Дик приехал утром, и через несколько минут Марти загнал нас в угол холла.
– Больше никаких обсуждений по поводу Честера Дэвиса, – сказал он. – Я хочу, чтобы вы, ребята, написали обо всем, что знаете. – Он повернулся ко мне: – Не надо скромничать. Нужны цветистые детали. Разбейте ваши мемуары на разделы – ваша жизнь, финансовое положение, плата Хьюзу, чеки и все ваши встречи с ним.
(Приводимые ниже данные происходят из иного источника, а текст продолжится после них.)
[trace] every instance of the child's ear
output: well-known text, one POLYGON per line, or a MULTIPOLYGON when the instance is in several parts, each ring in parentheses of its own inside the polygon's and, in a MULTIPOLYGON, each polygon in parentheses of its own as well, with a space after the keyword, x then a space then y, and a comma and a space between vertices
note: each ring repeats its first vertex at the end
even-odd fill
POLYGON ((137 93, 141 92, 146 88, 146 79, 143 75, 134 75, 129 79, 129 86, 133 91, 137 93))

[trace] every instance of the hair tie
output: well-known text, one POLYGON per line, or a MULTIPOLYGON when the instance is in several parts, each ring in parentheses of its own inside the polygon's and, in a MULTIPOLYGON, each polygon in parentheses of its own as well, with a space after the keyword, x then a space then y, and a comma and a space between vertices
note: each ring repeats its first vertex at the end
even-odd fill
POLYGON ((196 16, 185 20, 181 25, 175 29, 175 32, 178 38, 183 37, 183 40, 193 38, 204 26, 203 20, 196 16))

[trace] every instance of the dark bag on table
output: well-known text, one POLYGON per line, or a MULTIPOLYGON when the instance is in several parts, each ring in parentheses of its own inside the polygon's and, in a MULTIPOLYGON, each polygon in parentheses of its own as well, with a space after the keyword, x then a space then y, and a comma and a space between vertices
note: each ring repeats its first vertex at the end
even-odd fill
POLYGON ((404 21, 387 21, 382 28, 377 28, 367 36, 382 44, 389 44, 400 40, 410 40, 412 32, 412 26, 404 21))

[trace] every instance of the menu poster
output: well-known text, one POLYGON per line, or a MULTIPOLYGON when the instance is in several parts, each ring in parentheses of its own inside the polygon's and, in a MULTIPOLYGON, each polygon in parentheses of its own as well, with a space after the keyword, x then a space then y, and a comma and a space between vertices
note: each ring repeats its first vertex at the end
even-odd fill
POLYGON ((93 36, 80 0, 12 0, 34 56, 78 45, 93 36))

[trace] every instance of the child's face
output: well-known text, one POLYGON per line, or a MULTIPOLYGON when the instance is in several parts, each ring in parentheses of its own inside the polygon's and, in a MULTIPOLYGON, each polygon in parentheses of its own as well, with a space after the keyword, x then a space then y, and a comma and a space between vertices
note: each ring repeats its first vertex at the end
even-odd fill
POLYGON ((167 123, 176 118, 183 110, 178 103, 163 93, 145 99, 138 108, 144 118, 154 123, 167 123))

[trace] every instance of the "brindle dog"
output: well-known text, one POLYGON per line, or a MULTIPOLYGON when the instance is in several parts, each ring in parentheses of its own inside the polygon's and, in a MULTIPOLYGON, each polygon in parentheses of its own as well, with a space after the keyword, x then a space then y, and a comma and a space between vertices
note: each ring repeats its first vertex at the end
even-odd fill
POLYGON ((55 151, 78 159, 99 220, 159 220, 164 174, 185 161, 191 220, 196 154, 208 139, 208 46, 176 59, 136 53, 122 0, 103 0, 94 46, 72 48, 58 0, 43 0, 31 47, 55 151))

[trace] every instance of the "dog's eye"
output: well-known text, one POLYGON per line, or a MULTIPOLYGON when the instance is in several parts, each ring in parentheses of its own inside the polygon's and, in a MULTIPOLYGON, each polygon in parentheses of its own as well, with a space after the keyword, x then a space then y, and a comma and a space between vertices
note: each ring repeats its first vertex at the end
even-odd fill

Просмотрите свои билеты, чтобы точно указать даты.
– А для чего это надо? – спросил Дик.
– Проклятый иск "Роузмонт". Мы собираемся задействовать ваши показания в суде.
Он мой адвокат, ему лучше знать, решил я, так как слишком устал и перенервничал, чтобы спорить. К следующему дню я сумел выдавить из себя двадцать две страницы официального заявления, забив их деталями под завязку, и вручил Марти с обычной авторской гордостью. Он внимательно прочел каждое слово.
– А на каком именно самолете ты летел, когда добирался в Мексике из Оахаки до Юкатана?
– "Сессна-150". – Я вспомнил название модели, которую увидел в каком-то прочитанном прошлым летом журнале.
– Разве ты не говорил мне, что там было четыре сиденья?
– Да, кажется, сзади было еще и заднее кресло.
– Тогда это не может быть сто пятидесятая модель.
– Марти, я же сказал, тот тип, Педро, назвал самолет "Сессной-150". Но мы ведь говорили по-испански... Я мог неправильно его понять.
– А ты разве не записал идентификационный номер самолета? Он пишется на хвосте.
– Я не посмотрел.
Марти взглянул на меня с удивлением:
– А как насчет номера машины Холмса, где он завязал тебе глаза и отвез во Флориду к Хьюзу?
– Это было глупостью с моей стороны. Мне следовало все фиксировать.